In the many small things that you will discover about yourself, two themes will emerge. The first theme is that you are complex. This means that your thoughts and actions have many causes--we are multi-determined--such as biological, intra-psychic, or environmental. Thus, for example, you cannot say that the cause of mental retardation is brain damage because the social environment in which the brain-damaged individual is brought up strongly affects the person, as does the person's present environment
The second theme that you will notice is that people are similar to each other and yet different from each other. Biologically we are alike, we develop in similar ways, and we interact with our social context in similar ways. Yet we are not identical. For every statement that is true about people generally, there is a range of individual differences underneath. In other words, Each of us is unique.

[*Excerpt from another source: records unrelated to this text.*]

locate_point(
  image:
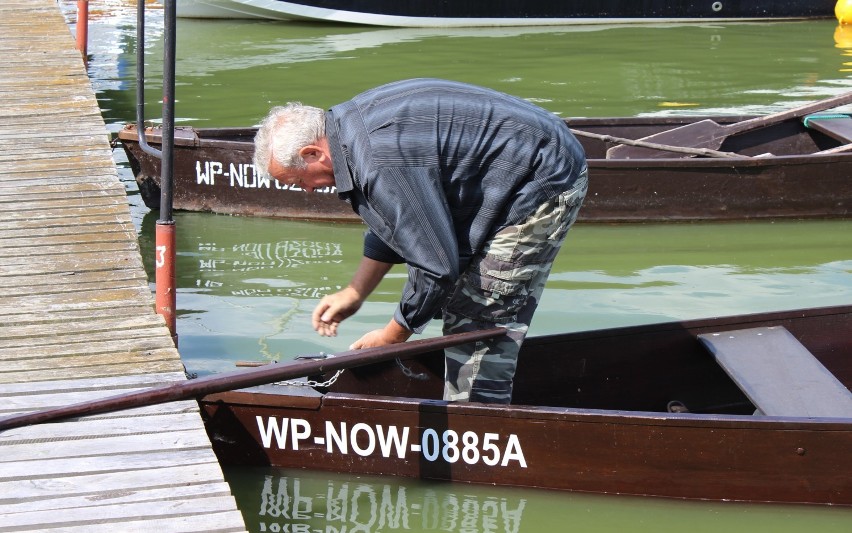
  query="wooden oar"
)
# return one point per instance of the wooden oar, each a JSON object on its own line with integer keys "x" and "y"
{"x": 708, "y": 134}
{"x": 248, "y": 378}
{"x": 654, "y": 146}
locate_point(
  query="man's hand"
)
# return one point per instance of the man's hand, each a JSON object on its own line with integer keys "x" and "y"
{"x": 333, "y": 309}
{"x": 393, "y": 333}
{"x": 337, "y": 307}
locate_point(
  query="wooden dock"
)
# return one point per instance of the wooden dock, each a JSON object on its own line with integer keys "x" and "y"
{"x": 77, "y": 315}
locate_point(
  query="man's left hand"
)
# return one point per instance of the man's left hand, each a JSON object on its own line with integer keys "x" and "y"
{"x": 393, "y": 333}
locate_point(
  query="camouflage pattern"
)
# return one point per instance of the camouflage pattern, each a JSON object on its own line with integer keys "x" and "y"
{"x": 503, "y": 287}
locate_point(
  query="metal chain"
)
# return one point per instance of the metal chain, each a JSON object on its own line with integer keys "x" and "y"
{"x": 310, "y": 382}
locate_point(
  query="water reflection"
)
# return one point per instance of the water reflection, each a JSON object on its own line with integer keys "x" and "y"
{"x": 274, "y": 500}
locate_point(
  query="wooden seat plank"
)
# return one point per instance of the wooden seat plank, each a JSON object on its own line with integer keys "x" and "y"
{"x": 778, "y": 374}
{"x": 836, "y": 126}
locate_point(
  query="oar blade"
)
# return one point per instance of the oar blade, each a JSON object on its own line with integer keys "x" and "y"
{"x": 705, "y": 134}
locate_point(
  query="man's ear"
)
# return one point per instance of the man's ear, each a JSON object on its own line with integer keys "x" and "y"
{"x": 312, "y": 154}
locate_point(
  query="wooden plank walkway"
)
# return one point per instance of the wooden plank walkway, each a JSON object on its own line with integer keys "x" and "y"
{"x": 76, "y": 315}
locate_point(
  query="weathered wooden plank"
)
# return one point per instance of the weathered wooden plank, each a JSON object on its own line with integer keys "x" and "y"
{"x": 129, "y": 381}
{"x": 73, "y": 300}
{"x": 94, "y": 446}
{"x": 778, "y": 374}
{"x": 131, "y": 354}
{"x": 110, "y": 482}
{"x": 29, "y": 469}
{"x": 117, "y": 369}
{"x": 186, "y": 493}
{"x": 88, "y": 427}
{"x": 118, "y": 514}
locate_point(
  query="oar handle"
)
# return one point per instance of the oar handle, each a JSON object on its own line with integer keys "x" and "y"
{"x": 249, "y": 378}
{"x": 807, "y": 109}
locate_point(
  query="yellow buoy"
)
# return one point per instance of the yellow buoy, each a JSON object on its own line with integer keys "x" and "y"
{"x": 843, "y": 11}
{"x": 843, "y": 37}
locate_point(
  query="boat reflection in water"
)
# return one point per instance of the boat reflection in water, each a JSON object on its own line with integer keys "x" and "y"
{"x": 334, "y": 504}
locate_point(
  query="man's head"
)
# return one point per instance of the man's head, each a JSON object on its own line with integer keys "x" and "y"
{"x": 285, "y": 133}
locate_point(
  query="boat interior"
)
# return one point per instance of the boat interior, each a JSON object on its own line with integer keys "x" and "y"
{"x": 791, "y": 368}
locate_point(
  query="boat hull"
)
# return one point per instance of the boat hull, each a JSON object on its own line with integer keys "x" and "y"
{"x": 213, "y": 172}
{"x": 590, "y": 416}
{"x": 506, "y": 13}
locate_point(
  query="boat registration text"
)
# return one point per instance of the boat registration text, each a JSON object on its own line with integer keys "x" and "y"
{"x": 448, "y": 445}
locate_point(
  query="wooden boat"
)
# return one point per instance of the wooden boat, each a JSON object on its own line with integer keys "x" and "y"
{"x": 213, "y": 172}
{"x": 507, "y": 13}
{"x": 749, "y": 408}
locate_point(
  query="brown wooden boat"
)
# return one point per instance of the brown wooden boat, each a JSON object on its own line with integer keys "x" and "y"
{"x": 749, "y": 408}
{"x": 776, "y": 172}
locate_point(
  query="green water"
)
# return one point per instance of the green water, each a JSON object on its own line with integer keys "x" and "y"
{"x": 247, "y": 286}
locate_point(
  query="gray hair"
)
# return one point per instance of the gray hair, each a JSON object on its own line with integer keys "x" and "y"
{"x": 304, "y": 125}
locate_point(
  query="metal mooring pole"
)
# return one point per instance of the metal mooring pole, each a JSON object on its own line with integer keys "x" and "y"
{"x": 165, "y": 279}
{"x": 82, "y": 29}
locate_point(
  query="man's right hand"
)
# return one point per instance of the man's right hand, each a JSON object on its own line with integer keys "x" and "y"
{"x": 333, "y": 309}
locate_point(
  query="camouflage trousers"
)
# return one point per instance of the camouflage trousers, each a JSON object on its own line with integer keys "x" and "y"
{"x": 502, "y": 287}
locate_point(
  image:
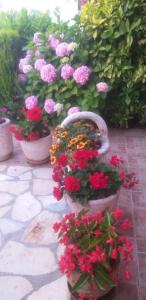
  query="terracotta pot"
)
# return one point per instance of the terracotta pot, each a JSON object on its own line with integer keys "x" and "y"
{"x": 93, "y": 205}
{"x": 36, "y": 152}
{"x": 99, "y": 122}
{"x": 6, "y": 143}
{"x": 87, "y": 289}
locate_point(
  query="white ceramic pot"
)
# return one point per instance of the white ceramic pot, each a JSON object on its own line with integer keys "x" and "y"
{"x": 93, "y": 205}
{"x": 99, "y": 122}
{"x": 6, "y": 142}
{"x": 36, "y": 152}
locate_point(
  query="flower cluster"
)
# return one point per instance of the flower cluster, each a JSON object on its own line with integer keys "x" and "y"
{"x": 86, "y": 178}
{"x": 79, "y": 135}
{"x": 51, "y": 60}
{"x": 94, "y": 246}
{"x": 35, "y": 121}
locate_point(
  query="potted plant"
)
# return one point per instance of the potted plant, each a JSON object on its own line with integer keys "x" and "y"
{"x": 94, "y": 247}
{"x": 88, "y": 182}
{"x": 33, "y": 129}
{"x": 6, "y": 143}
{"x": 80, "y": 130}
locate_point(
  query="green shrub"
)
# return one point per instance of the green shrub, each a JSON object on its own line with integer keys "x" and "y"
{"x": 9, "y": 48}
{"x": 117, "y": 51}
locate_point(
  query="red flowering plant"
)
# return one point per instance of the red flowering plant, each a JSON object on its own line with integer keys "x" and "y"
{"x": 87, "y": 178}
{"x": 33, "y": 124}
{"x": 94, "y": 247}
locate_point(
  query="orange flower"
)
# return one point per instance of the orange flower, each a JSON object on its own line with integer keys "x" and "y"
{"x": 53, "y": 160}
{"x": 73, "y": 141}
{"x": 81, "y": 145}
{"x": 64, "y": 134}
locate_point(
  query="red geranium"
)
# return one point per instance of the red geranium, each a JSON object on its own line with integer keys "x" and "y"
{"x": 72, "y": 184}
{"x": 62, "y": 160}
{"x": 116, "y": 160}
{"x": 98, "y": 180}
{"x": 34, "y": 114}
{"x": 57, "y": 192}
{"x": 33, "y": 136}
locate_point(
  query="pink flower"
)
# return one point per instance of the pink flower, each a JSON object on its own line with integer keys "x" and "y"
{"x": 39, "y": 63}
{"x": 73, "y": 110}
{"x": 49, "y": 106}
{"x": 22, "y": 77}
{"x": 31, "y": 102}
{"x": 48, "y": 73}
{"x": 22, "y": 62}
{"x": 62, "y": 50}
{"x": 67, "y": 72}
{"x": 27, "y": 68}
{"x": 102, "y": 87}
{"x": 36, "y": 38}
{"x": 81, "y": 75}
{"x": 53, "y": 41}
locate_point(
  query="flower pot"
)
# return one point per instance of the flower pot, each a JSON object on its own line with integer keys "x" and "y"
{"x": 93, "y": 205}
{"x": 36, "y": 152}
{"x": 87, "y": 290}
{"x": 6, "y": 143}
{"x": 99, "y": 122}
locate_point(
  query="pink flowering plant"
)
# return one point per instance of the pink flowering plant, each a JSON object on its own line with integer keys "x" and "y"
{"x": 57, "y": 68}
{"x": 85, "y": 177}
{"x": 94, "y": 246}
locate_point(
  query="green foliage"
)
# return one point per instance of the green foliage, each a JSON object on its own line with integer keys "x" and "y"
{"x": 117, "y": 52}
{"x": 9, "y": 41}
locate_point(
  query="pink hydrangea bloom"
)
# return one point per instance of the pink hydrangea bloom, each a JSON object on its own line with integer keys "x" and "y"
{"x": 62, "y": 50}
{"x": 67, "y": 71}
{"x": 37, "y": 53}
{"x": 81, "y": 75}
{"x": 36, "y": 38}
{"x": 31, "y": 102}
{"x": 73, "y": 110}
{"x": 22, "y": 62}
{"x": 53, "y": 41}
{"x": 39, "y": 63}
{"x": 49, "y": 106}
{"x": 48, "y": 73}
{"x": 102, "y": 87}
{"x": 22, "y": 77}
{"x": 27, "y": 68}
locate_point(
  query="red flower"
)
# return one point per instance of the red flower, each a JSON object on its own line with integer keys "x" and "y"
{"x": 98, "y": 180}
{"x": 118, "y": 213}
{"x": 126, "y": 224}
{"x": 62, "y": 160}
{"x": 116, "y": 160}
{"x": 114, "y": 254}
{"x": 34, "y": 114}
{"x": 128, "y": 275}
{"x": 72, "y": 184}
{"x": 57, "y": 192}
{"x": 33, "y": 136}
{"x": 85, "y": 154}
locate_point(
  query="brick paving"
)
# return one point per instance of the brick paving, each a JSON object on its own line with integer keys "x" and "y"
{"x": 29, "y": 249}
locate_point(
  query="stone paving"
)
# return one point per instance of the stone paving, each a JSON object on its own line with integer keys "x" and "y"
{"x": 28, "y": 247}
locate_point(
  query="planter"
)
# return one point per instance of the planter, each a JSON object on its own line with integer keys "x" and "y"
{"x": 93, "y": 205}
{"x": 6, "y": 143}
{"x": 99, "y": 122}
{"x": 87, "y": 289}
{"x": 36, "y": 152}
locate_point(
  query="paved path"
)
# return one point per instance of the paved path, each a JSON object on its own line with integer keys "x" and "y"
{"x": 28, "y": 247}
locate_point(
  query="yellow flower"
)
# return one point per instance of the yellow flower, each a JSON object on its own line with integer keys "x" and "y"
{"x": 64, "y": 134}
{"x": 53, "y": 160}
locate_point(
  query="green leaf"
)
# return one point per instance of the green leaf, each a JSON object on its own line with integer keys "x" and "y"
{"x": 81, "y": 281}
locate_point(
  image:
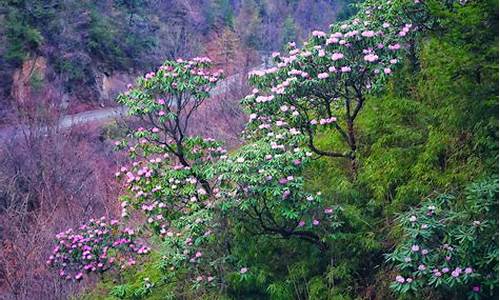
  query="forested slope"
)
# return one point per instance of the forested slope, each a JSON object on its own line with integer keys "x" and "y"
{"x": 368, "y": 170}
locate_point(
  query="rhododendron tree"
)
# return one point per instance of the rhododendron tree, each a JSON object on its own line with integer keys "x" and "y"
{"x": 263, "y": 188}
{"x": 450, "y": 246}
{"x": 171, "y": 178}
{"x": 95, "y": 247}
{"x": 325, "y": 84}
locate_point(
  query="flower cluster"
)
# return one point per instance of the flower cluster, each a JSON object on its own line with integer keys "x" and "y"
{"x": 96, "y": 246}
{"x": 326, "y": 82}
{"x": 442, "y": 244}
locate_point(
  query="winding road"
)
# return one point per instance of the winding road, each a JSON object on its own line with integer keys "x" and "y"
{"x": 106, "y": 114}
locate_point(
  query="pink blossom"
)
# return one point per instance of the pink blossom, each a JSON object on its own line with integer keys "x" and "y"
{"x": 345, "y": 69}
{"x": 318, "y": 33}
{"x": 337, "y": 56}
{"x": 323, "y": 75}
{"x": 371, "y": 57}
{"x": 394, "y": 47}
{"x": 368, "y": 33}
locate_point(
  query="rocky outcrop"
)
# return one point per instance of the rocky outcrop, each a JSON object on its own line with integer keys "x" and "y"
{"x": 28, "y": 79}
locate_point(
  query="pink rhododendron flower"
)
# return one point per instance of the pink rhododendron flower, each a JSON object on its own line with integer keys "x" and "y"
{"x": 371, "y": 57}
{"x": 337, "y": 56}
{"x": 323, "y": 75}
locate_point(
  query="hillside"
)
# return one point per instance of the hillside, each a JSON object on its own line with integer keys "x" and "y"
{"x": 85, "y": 53}
{"x": 361, "y": 164}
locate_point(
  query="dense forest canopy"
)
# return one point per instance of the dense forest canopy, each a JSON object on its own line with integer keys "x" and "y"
{"x": 366, "y": 166}
{"x": 84, "y": 40}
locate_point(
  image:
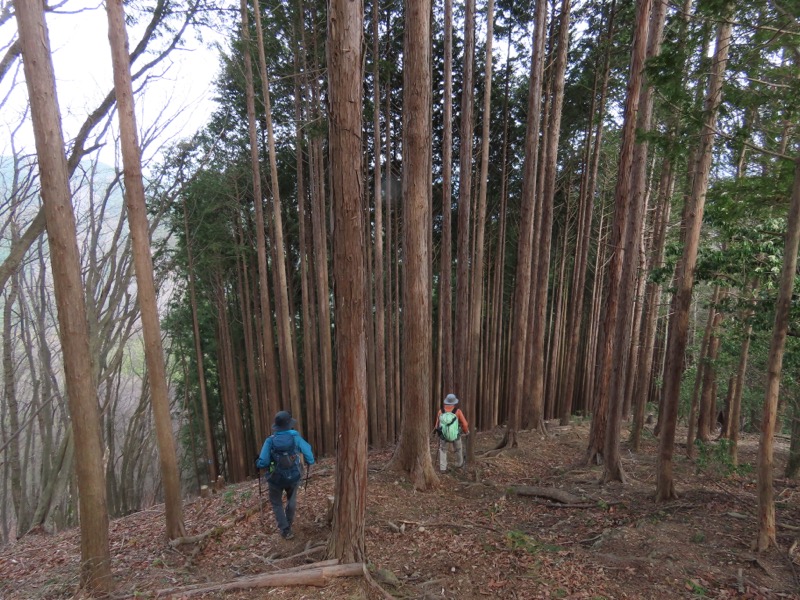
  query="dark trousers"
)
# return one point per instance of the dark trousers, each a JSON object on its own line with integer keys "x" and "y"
{"x": 283, "y": 516}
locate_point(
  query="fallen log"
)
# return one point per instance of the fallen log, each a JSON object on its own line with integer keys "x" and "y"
{"x": 549, "y": 493}
{"x": 311, "y": 574}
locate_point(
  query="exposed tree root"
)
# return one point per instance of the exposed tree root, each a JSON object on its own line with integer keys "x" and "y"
{"x": 550, "y": 493}
{"x": 317, "y": 574}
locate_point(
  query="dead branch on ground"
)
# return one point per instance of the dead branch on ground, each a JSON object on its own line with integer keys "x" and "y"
{"x": 316, "y": 574}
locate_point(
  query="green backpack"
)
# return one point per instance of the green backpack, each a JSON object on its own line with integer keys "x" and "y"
{"x": 448, "y": 423}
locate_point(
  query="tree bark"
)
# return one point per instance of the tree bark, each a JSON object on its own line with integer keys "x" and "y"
{"x": 766, "y": 501}
{"x": 702, "y": 365}
{"x": 345, "y": 76}
{"x": 143, "y": 262}
{"x": 607, "y": 412}
{"x": 476, "y": 305}
{"x": 267, "y": 340}
{"x": 587, "y": 200}
{"x": 681, "y": 300}
{"x": 380, "y": 304}
{"x": 735, "y": 412}
{"x": 413, "y": 450}
{"x": 461, "y": 349}
{"x": 211, "y": 458}
{"x": 523, "y": 276}
{"x": 446, "y": 261}
{"x": 70, "y": 301}
{"x": 545, "y": 223}
{"x": 286, "y": 353}
{"x": 651, "y": 305}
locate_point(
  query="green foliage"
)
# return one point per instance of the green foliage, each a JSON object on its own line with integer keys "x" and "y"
{"x": 696, "y": 588}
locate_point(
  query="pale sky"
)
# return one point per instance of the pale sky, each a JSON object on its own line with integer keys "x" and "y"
{"x": 82, "y": 63}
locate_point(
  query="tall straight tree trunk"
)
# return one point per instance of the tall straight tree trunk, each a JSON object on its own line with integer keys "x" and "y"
{"x": 701, "y": 367}
{"x": 392, "y": 399}
{"x": 211, "y": 459}
{"x": 587, "y": 199}
{"x": 651, "y": 305}
{"x": 286, "y": 352}
{"x": 234, "y": 429}
{"x": 476, "y": 306}
{"x": 523, "y": 277}
{"x": 735, "y": 410}
{"x": 497, "y": 373}
{"x": 446, "y": 286}
{"x": 309, "y": 368}
{"x": 766, "y": 501}
{"x": 267, "y": 340}
{"x": 681, "y": 300}
{"x": 19, "y": 489}
{"x": 604, "y": 437}
{"x": 345, "y": 76}
{"x": 636, "y": 192}
{"x": 143, "y": 262}
{"x": 380, "y": 305}
{"x": 413, "y": 455}
{"x": 545, "y": 224}
{"x": 462, "y": 347}
{"x": 243, "y": 288}
{"x": 704, "y": 416}
{"x": 95, "y": 569}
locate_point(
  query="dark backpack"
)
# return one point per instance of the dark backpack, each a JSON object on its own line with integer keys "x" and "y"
{"x": 284, "y": 460}
{"x": 449, "y": 426}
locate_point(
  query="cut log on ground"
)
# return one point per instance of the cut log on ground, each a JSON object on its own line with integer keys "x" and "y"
{"x": 549, "y": 493}
{"x": 312, "y": 574}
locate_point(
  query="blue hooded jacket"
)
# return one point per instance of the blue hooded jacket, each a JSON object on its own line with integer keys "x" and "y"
{"x": 266, "y": 450}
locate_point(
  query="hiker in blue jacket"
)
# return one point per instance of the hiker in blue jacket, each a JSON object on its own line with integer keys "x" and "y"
{"x": 281, "y": 456}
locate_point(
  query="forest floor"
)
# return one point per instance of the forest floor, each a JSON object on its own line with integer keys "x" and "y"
{"x": 468, "y": 538}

Sometimes when you discover something new about yourself, you will feel that it is not very surprising. You may feel that you knew what was "discovered" all along. In the world of psychology,this is called the hindsight bias. The hindsight bias is the feeling you get after you learn something new, that you knew it all along.
Many fields of knowledge can offer you a subjective understanding of human behaviour. Art, literature, and religion are good examples of subjective approaches that can give you important information about yourself or others.But, because it uses the scientific method psychology offers you two things that no other field can:
- First, a set of objective facts about how you think, feel, and behave.
- Second, theories and insights, based on objective facts, that attempt to explain in objective terms WHY--the cause--you think, feel, and act as you do.